DNS Resolution
Topic 49

DNS Resolution

Networking/Services

DNS resolution turns a name like api.example.com into an IP address an application can connect to. On Linux this is not one lookup against one server. The C library asks the Name Service Switch, which consults sources in a configured order — local files, then DNS, sometimes more — before any packet leaves the host.

The operational consequence: /etc/resolv.conf is rarely the source of truth on a modern Ubuntu box. It is usually a symlink to a file managed by systemd-resolved or NetworkManager. Editing it by hand works until the next network event, then your changes vanish and resolution breaks in ways that look random.

The resolver path through NSS

A program calls getaddrinfo() in glibc. glibc does not go straight to DNS. It reads /etc/nsswitch.conf and walks the hosts: line left to right. On Debian and Ubuntu that line typically reads files dns or, with systemd-resolved active, files resolve [!UNAVAIL=return] dns.

Order matters. With files first, an entry in /etc/hosts wins over any DNS record, no matter what the authoritative server says. This is why a stale /etc/hosts line silently shadows production DNS, and why dig — which queries DNS directly and ignores NSS — disagrees with what the application actually resolves.

# the hosts line decides source order
grep ^hosts /etc/nsswitch.conf
# hosts: files resolve [!UNAVAIL=return] dns

Why /etc/resolv.conf is managed

The classic resolver reads up to three nameserver lines and a search domain list from /etc/resolv.conf. The file still exists, but on most current systems a daemon owns it. Three managers compete for that role: the older resolvconf package, NetworkManager on desktops, and systemd-resolved on Ubuntu Server since 18.04.

Check what owns the file before touching it. If it points into /run, a daemon regenerates it on every link change, lease renewal, or VPN connect. Hand edits to a generated file are overwritten without warning.

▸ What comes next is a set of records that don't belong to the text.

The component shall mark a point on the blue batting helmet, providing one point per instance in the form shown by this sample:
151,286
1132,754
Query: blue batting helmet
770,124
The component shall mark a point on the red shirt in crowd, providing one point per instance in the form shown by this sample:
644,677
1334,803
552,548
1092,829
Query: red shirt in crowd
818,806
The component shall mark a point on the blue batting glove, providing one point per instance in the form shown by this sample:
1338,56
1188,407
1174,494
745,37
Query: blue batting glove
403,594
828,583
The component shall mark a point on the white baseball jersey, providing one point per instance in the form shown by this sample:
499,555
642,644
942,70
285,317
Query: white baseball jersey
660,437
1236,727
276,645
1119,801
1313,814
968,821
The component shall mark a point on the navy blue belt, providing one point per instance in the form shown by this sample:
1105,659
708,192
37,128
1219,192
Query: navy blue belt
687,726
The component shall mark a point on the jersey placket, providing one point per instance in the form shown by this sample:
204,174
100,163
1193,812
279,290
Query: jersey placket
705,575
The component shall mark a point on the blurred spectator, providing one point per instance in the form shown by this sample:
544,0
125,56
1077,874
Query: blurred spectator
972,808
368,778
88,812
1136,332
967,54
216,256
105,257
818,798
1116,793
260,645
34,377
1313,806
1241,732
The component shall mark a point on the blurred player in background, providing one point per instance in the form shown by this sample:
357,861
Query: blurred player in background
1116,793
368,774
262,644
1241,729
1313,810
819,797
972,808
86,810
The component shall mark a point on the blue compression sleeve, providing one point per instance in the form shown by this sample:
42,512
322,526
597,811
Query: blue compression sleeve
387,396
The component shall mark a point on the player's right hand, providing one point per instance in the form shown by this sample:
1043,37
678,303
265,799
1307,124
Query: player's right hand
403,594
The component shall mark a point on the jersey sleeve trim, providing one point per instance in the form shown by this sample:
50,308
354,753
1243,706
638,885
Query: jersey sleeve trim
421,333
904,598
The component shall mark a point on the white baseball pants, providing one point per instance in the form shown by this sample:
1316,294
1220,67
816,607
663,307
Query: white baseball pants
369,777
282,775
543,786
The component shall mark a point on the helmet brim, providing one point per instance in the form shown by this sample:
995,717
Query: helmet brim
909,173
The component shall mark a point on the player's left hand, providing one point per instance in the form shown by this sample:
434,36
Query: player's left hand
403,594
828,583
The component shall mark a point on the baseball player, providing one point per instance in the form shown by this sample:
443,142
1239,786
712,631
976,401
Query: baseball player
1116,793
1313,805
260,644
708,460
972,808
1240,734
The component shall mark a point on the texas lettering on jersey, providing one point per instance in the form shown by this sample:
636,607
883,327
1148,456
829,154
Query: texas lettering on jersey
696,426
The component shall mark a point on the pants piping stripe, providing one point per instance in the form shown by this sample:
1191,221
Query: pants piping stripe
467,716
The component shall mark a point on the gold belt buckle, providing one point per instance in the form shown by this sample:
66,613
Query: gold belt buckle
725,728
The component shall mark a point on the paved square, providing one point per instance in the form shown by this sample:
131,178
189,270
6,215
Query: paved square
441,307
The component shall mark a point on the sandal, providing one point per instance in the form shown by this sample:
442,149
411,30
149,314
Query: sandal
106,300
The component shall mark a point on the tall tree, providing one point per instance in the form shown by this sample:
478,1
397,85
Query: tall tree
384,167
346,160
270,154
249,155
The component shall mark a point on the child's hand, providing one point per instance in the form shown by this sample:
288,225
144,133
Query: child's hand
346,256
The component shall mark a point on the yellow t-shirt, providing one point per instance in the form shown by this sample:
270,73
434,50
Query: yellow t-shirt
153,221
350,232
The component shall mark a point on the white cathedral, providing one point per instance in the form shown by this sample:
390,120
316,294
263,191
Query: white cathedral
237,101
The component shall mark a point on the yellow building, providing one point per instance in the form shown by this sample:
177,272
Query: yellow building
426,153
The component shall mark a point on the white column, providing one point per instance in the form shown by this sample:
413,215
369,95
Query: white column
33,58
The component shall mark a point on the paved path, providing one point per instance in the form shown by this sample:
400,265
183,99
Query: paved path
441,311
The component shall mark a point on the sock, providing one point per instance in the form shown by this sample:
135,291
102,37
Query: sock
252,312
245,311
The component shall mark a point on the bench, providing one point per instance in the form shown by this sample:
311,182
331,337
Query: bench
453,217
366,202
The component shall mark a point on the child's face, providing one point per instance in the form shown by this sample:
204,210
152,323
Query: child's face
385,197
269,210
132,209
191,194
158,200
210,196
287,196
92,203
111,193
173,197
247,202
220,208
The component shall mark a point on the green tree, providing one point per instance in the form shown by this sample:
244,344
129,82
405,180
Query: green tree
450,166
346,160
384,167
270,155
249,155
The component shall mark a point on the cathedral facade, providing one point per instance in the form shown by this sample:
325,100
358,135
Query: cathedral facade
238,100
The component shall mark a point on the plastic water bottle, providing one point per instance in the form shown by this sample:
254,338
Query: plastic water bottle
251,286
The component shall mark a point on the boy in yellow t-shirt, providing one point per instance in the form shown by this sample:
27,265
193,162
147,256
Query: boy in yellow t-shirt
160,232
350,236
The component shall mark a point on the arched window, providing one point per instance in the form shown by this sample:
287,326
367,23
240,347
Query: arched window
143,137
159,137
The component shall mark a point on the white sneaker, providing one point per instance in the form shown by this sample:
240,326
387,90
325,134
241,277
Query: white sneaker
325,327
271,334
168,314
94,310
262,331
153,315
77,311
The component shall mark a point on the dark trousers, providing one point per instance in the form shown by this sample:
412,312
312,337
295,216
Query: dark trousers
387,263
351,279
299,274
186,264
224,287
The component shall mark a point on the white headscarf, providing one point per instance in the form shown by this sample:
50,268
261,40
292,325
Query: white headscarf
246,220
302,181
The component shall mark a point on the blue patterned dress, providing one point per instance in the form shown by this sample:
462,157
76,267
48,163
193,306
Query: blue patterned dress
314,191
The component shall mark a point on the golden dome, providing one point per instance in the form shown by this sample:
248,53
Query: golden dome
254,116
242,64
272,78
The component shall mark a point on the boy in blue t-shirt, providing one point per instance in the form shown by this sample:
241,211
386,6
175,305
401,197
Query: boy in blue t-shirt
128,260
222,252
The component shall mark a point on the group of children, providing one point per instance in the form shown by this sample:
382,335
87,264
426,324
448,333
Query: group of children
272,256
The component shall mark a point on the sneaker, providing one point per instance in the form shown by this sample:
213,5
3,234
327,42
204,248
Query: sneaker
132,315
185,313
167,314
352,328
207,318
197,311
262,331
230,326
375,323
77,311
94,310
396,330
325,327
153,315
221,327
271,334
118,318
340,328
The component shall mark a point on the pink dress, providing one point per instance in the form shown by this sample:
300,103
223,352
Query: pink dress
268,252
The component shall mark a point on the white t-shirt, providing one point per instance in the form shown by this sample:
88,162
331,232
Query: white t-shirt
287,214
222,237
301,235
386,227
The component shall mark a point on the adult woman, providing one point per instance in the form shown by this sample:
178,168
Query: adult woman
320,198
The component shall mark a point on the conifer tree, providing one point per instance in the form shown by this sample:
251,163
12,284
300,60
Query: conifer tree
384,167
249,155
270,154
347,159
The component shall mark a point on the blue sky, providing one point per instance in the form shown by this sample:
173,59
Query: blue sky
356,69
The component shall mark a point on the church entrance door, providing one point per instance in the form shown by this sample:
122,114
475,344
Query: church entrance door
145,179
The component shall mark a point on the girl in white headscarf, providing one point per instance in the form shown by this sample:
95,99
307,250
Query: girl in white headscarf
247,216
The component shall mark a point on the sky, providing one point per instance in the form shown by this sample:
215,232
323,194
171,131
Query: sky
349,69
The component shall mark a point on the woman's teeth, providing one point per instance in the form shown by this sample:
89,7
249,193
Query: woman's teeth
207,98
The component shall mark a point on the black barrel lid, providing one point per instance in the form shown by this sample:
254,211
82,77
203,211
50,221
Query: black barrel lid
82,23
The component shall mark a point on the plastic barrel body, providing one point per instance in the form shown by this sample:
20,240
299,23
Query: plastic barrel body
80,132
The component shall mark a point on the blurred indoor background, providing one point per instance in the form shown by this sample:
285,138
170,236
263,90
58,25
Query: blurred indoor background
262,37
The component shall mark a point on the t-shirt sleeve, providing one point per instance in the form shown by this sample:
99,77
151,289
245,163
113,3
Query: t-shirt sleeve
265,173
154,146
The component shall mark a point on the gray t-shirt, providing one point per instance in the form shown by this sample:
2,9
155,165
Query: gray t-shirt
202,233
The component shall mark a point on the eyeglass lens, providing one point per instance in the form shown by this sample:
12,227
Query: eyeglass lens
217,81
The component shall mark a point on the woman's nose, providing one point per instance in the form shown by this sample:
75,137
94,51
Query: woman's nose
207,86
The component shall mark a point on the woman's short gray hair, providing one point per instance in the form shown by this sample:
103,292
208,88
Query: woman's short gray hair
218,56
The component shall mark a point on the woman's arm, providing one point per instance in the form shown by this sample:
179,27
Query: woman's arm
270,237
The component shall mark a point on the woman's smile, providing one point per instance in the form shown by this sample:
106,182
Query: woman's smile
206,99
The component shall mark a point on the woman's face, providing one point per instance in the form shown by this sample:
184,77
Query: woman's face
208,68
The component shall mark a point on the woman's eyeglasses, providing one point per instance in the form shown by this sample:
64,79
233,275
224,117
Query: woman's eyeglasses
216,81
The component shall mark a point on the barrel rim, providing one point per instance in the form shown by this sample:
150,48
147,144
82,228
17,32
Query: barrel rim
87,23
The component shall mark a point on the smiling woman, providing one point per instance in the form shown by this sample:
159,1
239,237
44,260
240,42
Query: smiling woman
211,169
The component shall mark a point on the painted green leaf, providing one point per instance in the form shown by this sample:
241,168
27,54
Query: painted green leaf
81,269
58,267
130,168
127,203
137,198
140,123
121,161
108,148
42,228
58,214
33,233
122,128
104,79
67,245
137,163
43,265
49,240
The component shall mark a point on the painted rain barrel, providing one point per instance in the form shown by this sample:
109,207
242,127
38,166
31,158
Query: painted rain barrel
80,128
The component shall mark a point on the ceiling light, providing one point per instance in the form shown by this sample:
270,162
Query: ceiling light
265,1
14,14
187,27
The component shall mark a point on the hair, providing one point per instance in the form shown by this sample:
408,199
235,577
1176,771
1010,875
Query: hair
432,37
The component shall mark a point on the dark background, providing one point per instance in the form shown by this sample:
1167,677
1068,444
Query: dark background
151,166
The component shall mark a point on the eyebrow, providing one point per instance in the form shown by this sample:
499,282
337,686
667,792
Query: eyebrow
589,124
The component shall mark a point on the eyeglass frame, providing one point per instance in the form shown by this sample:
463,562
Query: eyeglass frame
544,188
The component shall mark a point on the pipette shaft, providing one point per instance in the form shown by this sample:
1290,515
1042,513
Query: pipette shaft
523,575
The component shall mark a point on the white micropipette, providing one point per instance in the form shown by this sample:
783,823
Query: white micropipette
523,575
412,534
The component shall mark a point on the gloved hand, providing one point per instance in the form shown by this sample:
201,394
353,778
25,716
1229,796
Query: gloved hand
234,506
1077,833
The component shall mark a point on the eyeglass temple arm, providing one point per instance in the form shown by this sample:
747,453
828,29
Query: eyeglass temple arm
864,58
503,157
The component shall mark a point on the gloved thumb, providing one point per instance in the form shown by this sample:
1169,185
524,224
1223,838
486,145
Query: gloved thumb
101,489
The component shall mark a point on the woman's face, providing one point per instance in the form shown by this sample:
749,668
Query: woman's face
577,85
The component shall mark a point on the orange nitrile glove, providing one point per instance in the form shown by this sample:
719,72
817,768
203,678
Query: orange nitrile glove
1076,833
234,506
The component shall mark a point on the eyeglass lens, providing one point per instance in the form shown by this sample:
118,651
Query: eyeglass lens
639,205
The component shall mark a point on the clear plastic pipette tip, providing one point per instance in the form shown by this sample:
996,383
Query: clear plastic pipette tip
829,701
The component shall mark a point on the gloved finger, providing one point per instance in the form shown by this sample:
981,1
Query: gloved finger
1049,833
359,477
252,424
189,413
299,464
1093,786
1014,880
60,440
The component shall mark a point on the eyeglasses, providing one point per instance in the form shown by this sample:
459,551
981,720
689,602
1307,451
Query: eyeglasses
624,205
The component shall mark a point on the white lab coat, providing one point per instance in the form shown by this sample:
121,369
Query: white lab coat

# is resolv.conf real or a symlink to a stub?
ls -l /etc/resolv.conf
# -> ../run/systemd/resolve/stub-resolv.conf
# nameserver 127.0.0.53 means systemd-resolved owns DNS

systemd-resolved and the stub at 127.0.0.53

systemd-resolved runs a stub resolver listening on 127.0.0.53:53. Applications send queries there; the daemon forwards them to the real upstream servers it learned from DHCP, Netplan, or static config. This indirection enables split DNS: queries for an internal domain route to a corporate server while everything else goes to a public resolver.

DNS is configured per link, not globally. Each interface carries its own nameservers and search domains, and a VPN can register a routing domain so only matching names use its DNS. Set persistent DNS through Netplan rather than poking the daemon, because Netplan renders the systemd-resolved config on netplan apply.

# /etc/netplan/01-netcfg.yaml — DNS per interface
network:
  ethernets:
    eth0:
      nameservers:
        addresses: [10.0.0.2, 1.1.1.1]
        search: [corp.example.com]
# sudo netplan apply  (re-renders resolved config)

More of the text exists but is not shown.